Actual game changes:
Not much, sadly on this front as I mentioned I've been sick and working a lot. I've only had a couple hours in the evening each night to do much of anything. However, I did implement the "affinity" attribute for characters. It's a variable that will add bonuses to attack/defense/movement/etc that is dependent upon the day/night cycle, the tile the character stands on (i.e. if a good character is in a good forest, they get a bonus to this trait), and proximity to other like-aligned characters (this last part isn't implemented yet).
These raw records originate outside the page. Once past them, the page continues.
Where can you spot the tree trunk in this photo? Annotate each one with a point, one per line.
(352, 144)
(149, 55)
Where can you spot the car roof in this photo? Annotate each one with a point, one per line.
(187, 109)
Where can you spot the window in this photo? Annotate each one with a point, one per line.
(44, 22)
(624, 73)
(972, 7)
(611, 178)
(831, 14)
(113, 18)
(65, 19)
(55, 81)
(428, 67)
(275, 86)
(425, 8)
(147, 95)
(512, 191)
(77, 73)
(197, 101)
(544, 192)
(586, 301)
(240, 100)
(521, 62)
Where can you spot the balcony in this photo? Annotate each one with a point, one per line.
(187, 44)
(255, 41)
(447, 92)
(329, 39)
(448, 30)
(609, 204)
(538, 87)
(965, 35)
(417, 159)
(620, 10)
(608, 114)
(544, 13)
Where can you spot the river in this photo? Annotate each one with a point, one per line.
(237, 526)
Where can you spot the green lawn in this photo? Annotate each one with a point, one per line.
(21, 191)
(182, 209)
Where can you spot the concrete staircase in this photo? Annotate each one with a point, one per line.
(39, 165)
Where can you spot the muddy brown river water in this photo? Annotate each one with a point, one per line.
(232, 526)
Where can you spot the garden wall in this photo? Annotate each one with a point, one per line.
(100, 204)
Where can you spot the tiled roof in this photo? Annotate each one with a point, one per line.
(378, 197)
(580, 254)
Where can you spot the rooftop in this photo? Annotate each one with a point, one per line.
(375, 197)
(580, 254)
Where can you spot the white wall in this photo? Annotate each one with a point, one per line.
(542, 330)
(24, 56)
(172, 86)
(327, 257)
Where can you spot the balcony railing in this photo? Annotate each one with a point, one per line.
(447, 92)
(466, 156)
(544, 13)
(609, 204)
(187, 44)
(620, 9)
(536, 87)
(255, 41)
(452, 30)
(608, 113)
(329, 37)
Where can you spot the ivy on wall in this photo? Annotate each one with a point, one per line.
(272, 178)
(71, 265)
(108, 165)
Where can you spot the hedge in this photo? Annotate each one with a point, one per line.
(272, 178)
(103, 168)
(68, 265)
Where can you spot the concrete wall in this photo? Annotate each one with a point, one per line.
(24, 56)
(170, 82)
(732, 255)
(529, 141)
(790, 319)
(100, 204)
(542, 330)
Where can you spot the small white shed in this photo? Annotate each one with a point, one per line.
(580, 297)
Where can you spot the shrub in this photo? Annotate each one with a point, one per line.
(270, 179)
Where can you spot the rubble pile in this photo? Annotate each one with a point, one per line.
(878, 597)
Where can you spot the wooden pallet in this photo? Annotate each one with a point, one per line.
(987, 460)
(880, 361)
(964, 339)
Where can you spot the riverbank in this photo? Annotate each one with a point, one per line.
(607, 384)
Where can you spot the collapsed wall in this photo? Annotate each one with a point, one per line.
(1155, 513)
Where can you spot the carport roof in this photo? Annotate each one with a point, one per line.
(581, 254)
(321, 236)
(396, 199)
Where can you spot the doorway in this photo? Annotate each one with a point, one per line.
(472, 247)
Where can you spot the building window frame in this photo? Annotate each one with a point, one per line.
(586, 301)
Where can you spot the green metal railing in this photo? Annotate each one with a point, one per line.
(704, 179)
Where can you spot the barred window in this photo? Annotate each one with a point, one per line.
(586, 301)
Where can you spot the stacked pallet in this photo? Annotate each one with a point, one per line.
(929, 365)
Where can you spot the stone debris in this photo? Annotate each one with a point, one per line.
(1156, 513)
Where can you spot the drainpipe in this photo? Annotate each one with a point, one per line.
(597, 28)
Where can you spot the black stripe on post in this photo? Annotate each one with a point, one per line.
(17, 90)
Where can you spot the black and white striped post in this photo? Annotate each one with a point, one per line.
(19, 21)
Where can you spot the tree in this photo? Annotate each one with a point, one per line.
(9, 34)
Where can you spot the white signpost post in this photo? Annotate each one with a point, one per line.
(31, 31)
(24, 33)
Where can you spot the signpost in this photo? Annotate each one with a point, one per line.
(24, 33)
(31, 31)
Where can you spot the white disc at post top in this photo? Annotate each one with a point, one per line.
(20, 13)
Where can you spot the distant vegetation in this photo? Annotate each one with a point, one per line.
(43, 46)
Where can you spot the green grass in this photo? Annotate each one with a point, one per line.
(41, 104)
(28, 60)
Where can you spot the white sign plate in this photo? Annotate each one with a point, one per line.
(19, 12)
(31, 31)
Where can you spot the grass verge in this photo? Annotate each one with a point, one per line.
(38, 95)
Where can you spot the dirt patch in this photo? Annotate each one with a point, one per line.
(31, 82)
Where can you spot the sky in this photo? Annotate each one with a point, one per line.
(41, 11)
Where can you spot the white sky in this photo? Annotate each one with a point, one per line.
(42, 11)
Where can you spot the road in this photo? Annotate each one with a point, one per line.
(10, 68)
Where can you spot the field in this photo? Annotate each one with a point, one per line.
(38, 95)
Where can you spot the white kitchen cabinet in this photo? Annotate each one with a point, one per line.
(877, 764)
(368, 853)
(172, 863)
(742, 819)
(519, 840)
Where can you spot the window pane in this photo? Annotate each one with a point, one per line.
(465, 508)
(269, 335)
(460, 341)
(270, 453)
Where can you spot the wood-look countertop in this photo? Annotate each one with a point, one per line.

Additionally, I threw the character attributes into the UI as they had just been half implemented before. I question spending time doing this, as it's a half-measure really. The UI I got from opengameart.org, and plan on redoing it myself at some point, but for the moment it works. However, I end up spending twice the time as my workflow tends to go something like "placeholder art"->"temporary-but-slightly-better-placeholderart"->"finished artwork". I really ought to just use placeholders, finish the game, then do the artwork, but I find I get really discouraged if the game looks incredibly shoddy, so I end up doing things this way, which really takes a lot longer, with extra work, but looks slightly better along the way.

For Next week:
I'm torn between working more on game mechanics or adding more artwork. The game mechanics kind of require at least some placeholder work. I'm planning on adding more minion types for the players (right now it consists of the evil player's spiders).
For game mechanics, the most pressing things are:
Player upgrades: buildings, skill tree, minions, player-levels/xp
Player creations: power fonts, fortresses, etc
NPC villages, AI

I still need to really implement more UI functions, clickable skill casting, character selection by mouse select, rather than tabbing, etc. Just generally clean up the playability of everything.

Those seem like a good foundation before moving on to anything more complicated, and should get the game up to a playable state. We'll see what I actually manager to get done

I've been using github to host the code, but I've decided to use the github pages (their website hosting....thingy) to update things. Right now it's just blank, but it seems pretty snazzy, customizable, and it's free, so for the time being, that will be where I update development progress (other than this journal). Additionally, it's linked to my github account, and hosts the game files that are easily downloadable from the website. http://hobogames.github.io/Eviiil-Empiiire-Extremely-Alpha/

Screenshots, other than the UI, are pretty much like last week. You can't see in the picture, but I've loaded a saved game )
skybox and UI credit here and here.
Full game code here:
Feel free to leave thoughts, criticism, comments, encouragement, or even discouragement, it's much appreciated
Cheers all!




Ending and Beginning

Hey everyone. This is my first journal entry here on gamedev.net. I thought I would try to get in the habit of making a weekly entry here, if only to gather my thoughts and try to think critically about what I'm doing I know this is the final day of the Week of Awesome (which I sadly didn't participate in), so it'll likely be drowned in a sea of entries, but, if I didn't do it today, it would be postponed another week, so. thanks to anyone who takes the time to read it

Since this is my first entry, a little background: I'm 36 years old, and just began programming earlier this year. I started with java, then moved into python, then finally into c++. I started work with SFML and c++ and was making 2D games. I recently started a new project with OpenGL. While I tend to learn quickly, there are certainly some giant gaps in my programming knowledge, as I'm using online resources primarily, and learning as I go. I would love any critical feedback on anything I post here, but please keep in mind I am not a seasoned developer and so much of the code may be less than ideal.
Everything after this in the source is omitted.